AGENTS.md nested files. The AGENTS.md spec (stewarded by the Linux Foundation's Agentic AI Foundation) supports nested per-directory files concatenated root-to-leaf. OpenAI's own repo has 88 nested AGENTS.md files. This is directory-scoped policy, not procedure, but it demonstrates the appetite for splitting monolithic instruction files.

Windsurf and JetBrains AI. Both moved from single-file (.windsurfrules, .junie/guidelines.md) to directory-based rules (.windsurf/rules/*.md, .aiassistant/rules/*.md).

AgentInfra's .ai/ directory. AgentInfra proposes a .ai/ directory with a three-layer loading model: L1 = CLAUDE.md entry point (~400 tokens), L2 = task-driven .ai/ docs (~2-4K tokens), L3 = on-demand source code. Early-stage but aligned with the same insight.

Enterprise AI runbooks. Digital Workforce distinguishes between agent descriptions (trigger conditions + capabilities) and runbooks (step-by-step procedures).
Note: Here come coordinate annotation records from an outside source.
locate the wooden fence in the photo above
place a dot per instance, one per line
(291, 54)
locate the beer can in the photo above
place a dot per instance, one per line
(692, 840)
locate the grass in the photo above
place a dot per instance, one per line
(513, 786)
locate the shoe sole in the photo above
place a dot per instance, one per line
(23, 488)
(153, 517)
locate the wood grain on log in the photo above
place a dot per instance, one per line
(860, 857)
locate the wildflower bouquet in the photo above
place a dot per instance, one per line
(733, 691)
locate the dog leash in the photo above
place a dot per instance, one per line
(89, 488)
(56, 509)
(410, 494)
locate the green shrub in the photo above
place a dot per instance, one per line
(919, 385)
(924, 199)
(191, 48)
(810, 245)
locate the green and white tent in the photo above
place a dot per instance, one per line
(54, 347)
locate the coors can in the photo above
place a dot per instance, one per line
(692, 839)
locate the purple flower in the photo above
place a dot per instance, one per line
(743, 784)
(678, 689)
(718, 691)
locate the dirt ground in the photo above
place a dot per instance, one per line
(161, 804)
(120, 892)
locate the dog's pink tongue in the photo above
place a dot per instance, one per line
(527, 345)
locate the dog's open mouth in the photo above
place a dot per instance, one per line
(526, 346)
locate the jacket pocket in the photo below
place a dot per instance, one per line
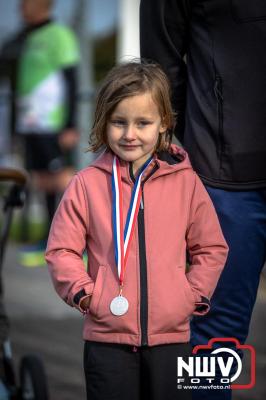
(248, 10)
(97, 291)
(172, 304)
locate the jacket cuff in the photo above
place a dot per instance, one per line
(202, 306)
(77, 299)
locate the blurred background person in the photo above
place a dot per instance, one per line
(219, 96)
(42, 61)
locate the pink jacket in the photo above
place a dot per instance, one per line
(178, 216)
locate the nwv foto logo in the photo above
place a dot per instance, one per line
(230, 366)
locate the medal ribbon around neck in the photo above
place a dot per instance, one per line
(122, 240)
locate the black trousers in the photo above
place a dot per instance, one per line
(119, 372)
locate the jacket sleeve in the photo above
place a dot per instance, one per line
(206, 246)
(66, 245)
(163, 39)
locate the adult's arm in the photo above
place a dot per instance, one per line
(163, 38)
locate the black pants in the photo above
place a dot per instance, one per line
(118, 372)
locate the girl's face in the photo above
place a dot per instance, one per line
(134, 128)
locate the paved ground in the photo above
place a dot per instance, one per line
(41, 323)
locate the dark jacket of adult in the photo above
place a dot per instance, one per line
(220, 92)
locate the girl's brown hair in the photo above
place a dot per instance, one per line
(126, 80)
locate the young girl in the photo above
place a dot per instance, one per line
(136, 211)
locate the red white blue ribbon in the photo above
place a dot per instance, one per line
(123, 237)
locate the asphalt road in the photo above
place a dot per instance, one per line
(42, 324)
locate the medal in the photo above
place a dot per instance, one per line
(119, 305)
(122, 238)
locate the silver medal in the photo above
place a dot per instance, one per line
(119, 305)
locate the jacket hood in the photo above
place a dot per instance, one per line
(175, 159)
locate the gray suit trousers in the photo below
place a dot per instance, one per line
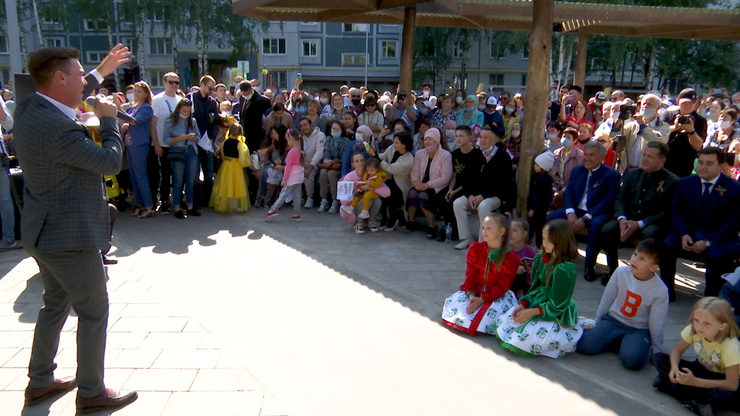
(71, 279)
The description tells the system when to activate; the runbook tells the agent what to do.

The pattern is clear: every major tool is moving from "one file with everything" toward "policy file + on-demand procedural files." Agent runbooks are the explicit, cross-harness version of this pattern.

Design principles

1. One procedure per file. Each runbook should cover exactly one workflow. If "deploy" has staging and production variants, make two files or use sections within one file.
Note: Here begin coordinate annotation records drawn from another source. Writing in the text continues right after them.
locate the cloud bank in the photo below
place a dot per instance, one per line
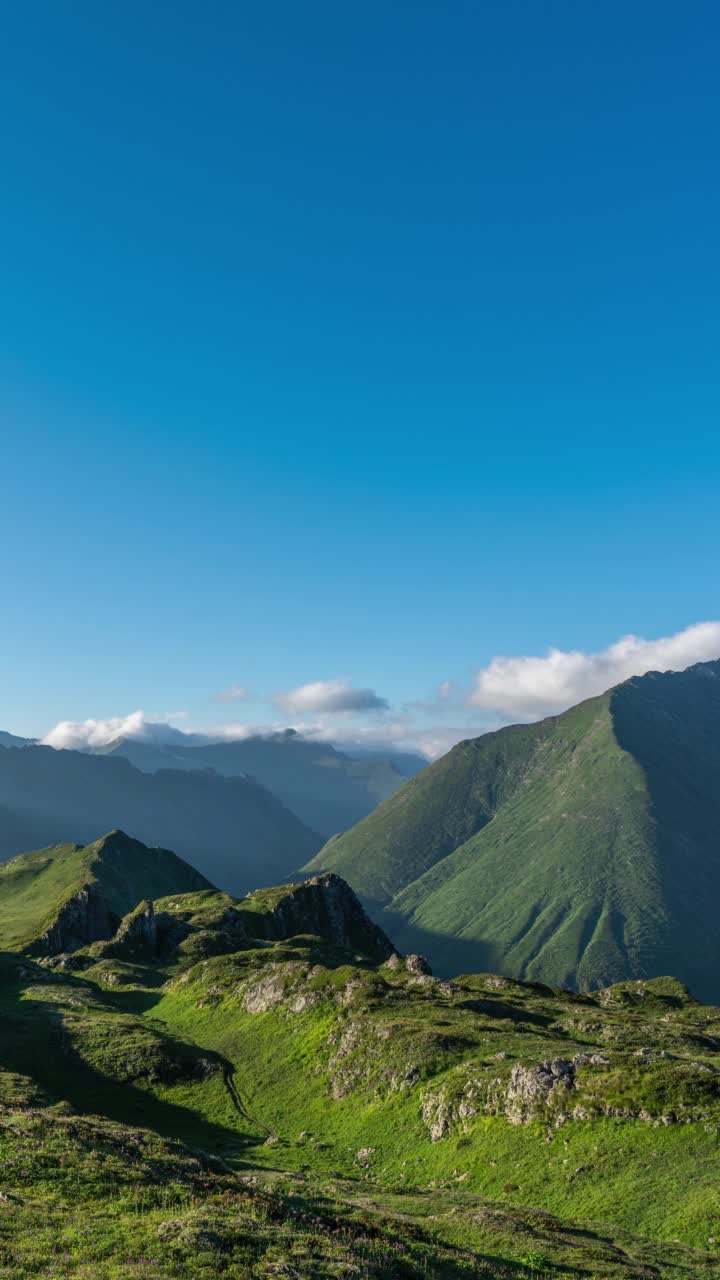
(506, 689)
(83, 735)
(328, 696)
(531, 688)
(235, 694)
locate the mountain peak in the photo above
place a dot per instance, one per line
(578, 851)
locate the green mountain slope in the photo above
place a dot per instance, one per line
(235, 1088)
(578, 851)
(327, 789)
(64, 896)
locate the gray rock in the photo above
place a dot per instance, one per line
(533, 1088)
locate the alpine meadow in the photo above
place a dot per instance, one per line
(360, 645)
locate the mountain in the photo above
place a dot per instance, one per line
(62, 897)
(324, 787)
(577, 851)
(232, 830)
(264, 1086)
(13, 740)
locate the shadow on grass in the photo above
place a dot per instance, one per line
(36, 1043)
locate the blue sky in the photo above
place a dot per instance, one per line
(360, 343)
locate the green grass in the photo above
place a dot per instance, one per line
(36, 886)
(229, 1106)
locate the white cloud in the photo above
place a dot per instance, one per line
(233, 694)
(384, 736)
(532, 688)
(329, 696)
(85, 735)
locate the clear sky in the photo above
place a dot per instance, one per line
(351, 342)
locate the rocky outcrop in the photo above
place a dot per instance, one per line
(137, 933)
(83, 918)
(327, 906)
(534, 1088)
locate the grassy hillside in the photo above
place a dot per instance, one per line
(232, 830)
(578, 851)
(231, 1105)
(37, 886)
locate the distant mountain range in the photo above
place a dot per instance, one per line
(577, 851)
(231, 828)
(327, 789)
(245, 813)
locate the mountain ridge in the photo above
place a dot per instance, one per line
(233, 830)
(579, 850)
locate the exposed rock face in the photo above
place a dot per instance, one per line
(137, 932)
(83, 918)
(327, 906)
(532, 1088)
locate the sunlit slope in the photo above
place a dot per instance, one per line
(86, 886)
(593, 856)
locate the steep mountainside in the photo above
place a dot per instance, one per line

2. Runbooks are imperative, instruction files are declarative. CLAUDE.md says what (conventions, rules, architecture). Runbooks say how (step-by-step procedures). This separation mirrors the distinction between policy and procedure in any well-run organization.

3. Reference, don't duplicate. The instruction file should contain a one-line pointer: "Before releasing, follow .agent/runbooks/prerelease.md." The agent reads the file when it reaches that step. No duplication, no drift.
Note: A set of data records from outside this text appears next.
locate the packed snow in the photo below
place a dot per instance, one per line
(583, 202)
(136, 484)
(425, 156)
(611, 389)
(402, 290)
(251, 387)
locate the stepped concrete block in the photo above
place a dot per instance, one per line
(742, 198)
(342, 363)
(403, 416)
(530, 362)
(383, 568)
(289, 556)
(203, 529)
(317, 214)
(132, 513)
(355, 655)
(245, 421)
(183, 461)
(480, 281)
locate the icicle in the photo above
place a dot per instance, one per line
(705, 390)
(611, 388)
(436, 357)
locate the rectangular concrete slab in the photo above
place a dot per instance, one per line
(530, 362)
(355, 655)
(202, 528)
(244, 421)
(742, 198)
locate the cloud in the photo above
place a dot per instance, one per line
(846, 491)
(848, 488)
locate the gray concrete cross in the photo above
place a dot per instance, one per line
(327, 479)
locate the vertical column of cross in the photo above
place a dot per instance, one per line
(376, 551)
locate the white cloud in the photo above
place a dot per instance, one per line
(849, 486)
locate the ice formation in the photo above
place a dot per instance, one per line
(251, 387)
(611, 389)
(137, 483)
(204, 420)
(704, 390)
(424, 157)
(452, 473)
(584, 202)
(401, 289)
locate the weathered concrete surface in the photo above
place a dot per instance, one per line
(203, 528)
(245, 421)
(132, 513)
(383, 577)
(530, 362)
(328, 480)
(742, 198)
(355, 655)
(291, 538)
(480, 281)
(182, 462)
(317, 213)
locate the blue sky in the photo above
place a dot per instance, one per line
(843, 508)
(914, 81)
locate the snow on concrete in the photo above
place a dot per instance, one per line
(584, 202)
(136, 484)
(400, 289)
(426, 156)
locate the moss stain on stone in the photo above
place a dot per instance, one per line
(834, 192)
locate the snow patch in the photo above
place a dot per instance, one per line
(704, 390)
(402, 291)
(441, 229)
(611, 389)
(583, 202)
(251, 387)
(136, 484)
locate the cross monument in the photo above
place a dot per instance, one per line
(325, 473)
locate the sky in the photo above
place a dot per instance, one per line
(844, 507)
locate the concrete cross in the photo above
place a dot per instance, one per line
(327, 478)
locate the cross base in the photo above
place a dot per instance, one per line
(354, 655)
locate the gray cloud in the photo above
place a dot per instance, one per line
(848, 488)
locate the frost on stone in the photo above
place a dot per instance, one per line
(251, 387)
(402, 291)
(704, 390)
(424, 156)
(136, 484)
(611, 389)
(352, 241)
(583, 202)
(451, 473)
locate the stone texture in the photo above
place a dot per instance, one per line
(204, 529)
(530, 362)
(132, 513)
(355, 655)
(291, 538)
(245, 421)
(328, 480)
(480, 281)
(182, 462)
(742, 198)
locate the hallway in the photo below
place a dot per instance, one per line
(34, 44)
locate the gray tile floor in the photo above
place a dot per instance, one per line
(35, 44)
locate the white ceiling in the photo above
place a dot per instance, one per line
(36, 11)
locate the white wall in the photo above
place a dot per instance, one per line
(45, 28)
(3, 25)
4. Keep runbooks self-contained. A runbook should make sense without reading the instruction file first. Include enough context that the agent (or a human) can follow it cold.

5. Version-control them. Runbooks are code. They evolve with the project. They belong in the repo, not in a wiki or a shared doc that drifts out of sync.

Cross-harness compatibility

This convention isn't tied to any single tool. Any AI coding assistant that can read project files can follow a reference to .agent/runbooks/precommit.md:

Tool Instruction file How it loads runbooks
Claude Code CLAUDE.md / AGENTS.md Agent reads referenced files on demand
Cursor .cursor/rules/*.mdc Agent Requested mode or file reference
GitHub Copilot .github/copilot-instructions.md Scoped instructions with applyTo globs
Windsurf .windsurf/rules/*.md Agent reads referenced files
Gemini CLI GEMINI.md @file.md import syntax
Aider CONVENTIONS.md --read flag or .aider.conf.yml
Codex (OpenAI) AGENTS.md Nested per-directory + file reads

The runbooks themselves are plain markdown. No special syntax, no vendor lock-in. The only requirement is that the agent can read a file when told to.

Getting started

  1. Create a runbooks/ directory (e.g., .agent/runbooks/, .ai/runbooks/, or wherever fits your project)
  2. Move any multi-step procedures from your instruction file into individual runbook files
  3. Replace the inlined procedure with a one-line reference
  4. Commit the runbooks alongside your instruction file

Start with whatever procedure is longest in your current instruction file. That's where you'll get the most context savings immediately.


This convention emerged from building agent-doc, a CLI for interactive document sessions with AI agents. When your tools run inside context-limited sessions, every token of persistent instruction matters. Runbooks are the natural answer: load what you need, when you need it.